Xu affirme également que Deepseek pourrait fournir un avantage dans les opérations de défense du réseau, en utilisant l’apprentissage en profondeur et la détection d’anomalies pour repérer et neutraliser les cybermenaces. Les entreprises chinoises de cybersécurité, comme Qihoo 360, ont déjà commencé à incorporer les modèles d’IA de Deepseek dans leurs produits de cybersécurité. L’intégration du système dans l’infrastructure de défense chinoise pourrait également permettre des réseaux de communication plus résilients, renforçant les mécanismes de commande et de contrôle dans des environnements contestés.
Alors que les applications militaires axées sur l’IA se dirigent vers le centre de la guerre moderne, les analystes chinois estiment que l’avancement rapide de Deepseek signale un changement dans l’équilibre mondial des pouvoirs dans l’IA militaire. Cela pourrait être une surestimation, non seulement en raison de ses performances moindres par rapport aux systèmes concurrents, mais mais des pénuries potentielles qui peuvent handicaper son adoption – bien que les médias chinois soutient que ces pénuries ont incité les entreprises nationales à poursuivre l’innovation indépendante.

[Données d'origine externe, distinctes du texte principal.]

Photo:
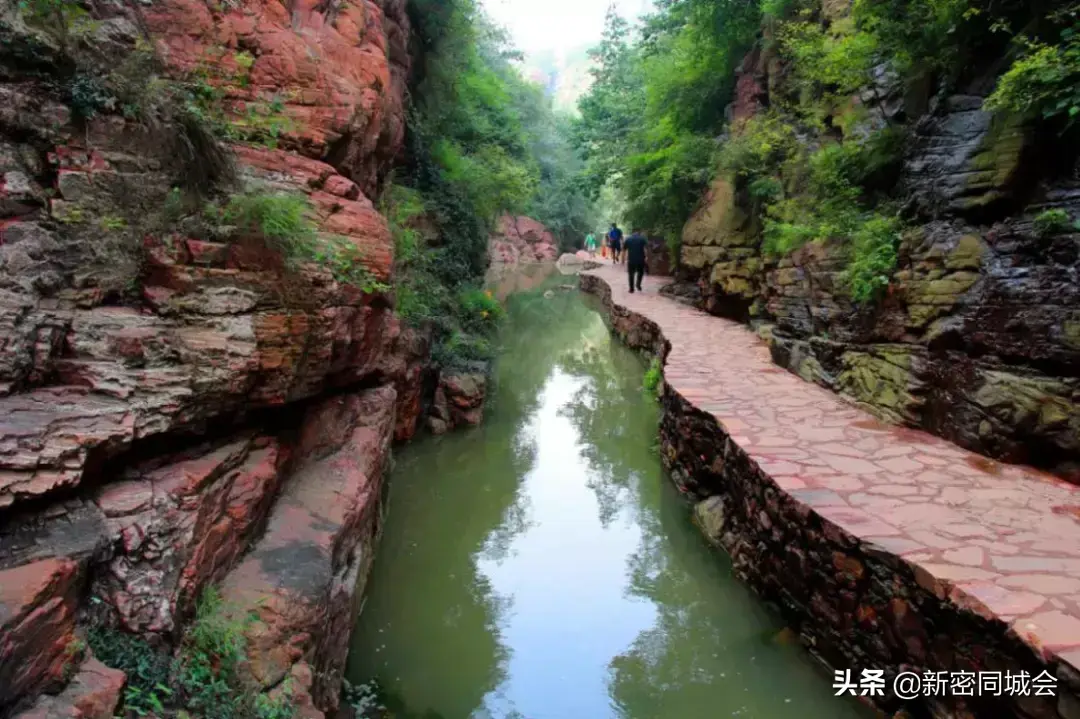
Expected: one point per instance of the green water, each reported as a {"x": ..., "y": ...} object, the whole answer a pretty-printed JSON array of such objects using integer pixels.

Cependant, c’est cette croyance, en Chine et aux États-Unis, sur l’importance de Deepseek qui peut être aussi importante que la réalité sous-jacente. Une leçon des théories de la guerre cognitive de la Chine et de l’histoire des races d’armes est que les perceptions comptent souvent plus. La capacité désormais prouvée de la Chine à développer et à déployer des solutions d’IA sophistiquées, et d’une manière que les entreprises américaines n’ont pas pu réaliser en premier, ne conteste pas seulement les hiérarchies technologiques existantes. Cela a changé la façon dont les dirigeants chinois voient leurs propres capacités et semble avoir obligé les États-Unis et ses alliés à réévaluer leur positionnement stratégique dans une course aux armements de l’IA accélérée.
Tye Graham est chercheur principal chez Bluepath Labs et officier de la région étrangère de l’armée américaine à la retraite.
PW Singer est stratège chez New America et auteur de plusieurs livres sur la technologie et la sécurité.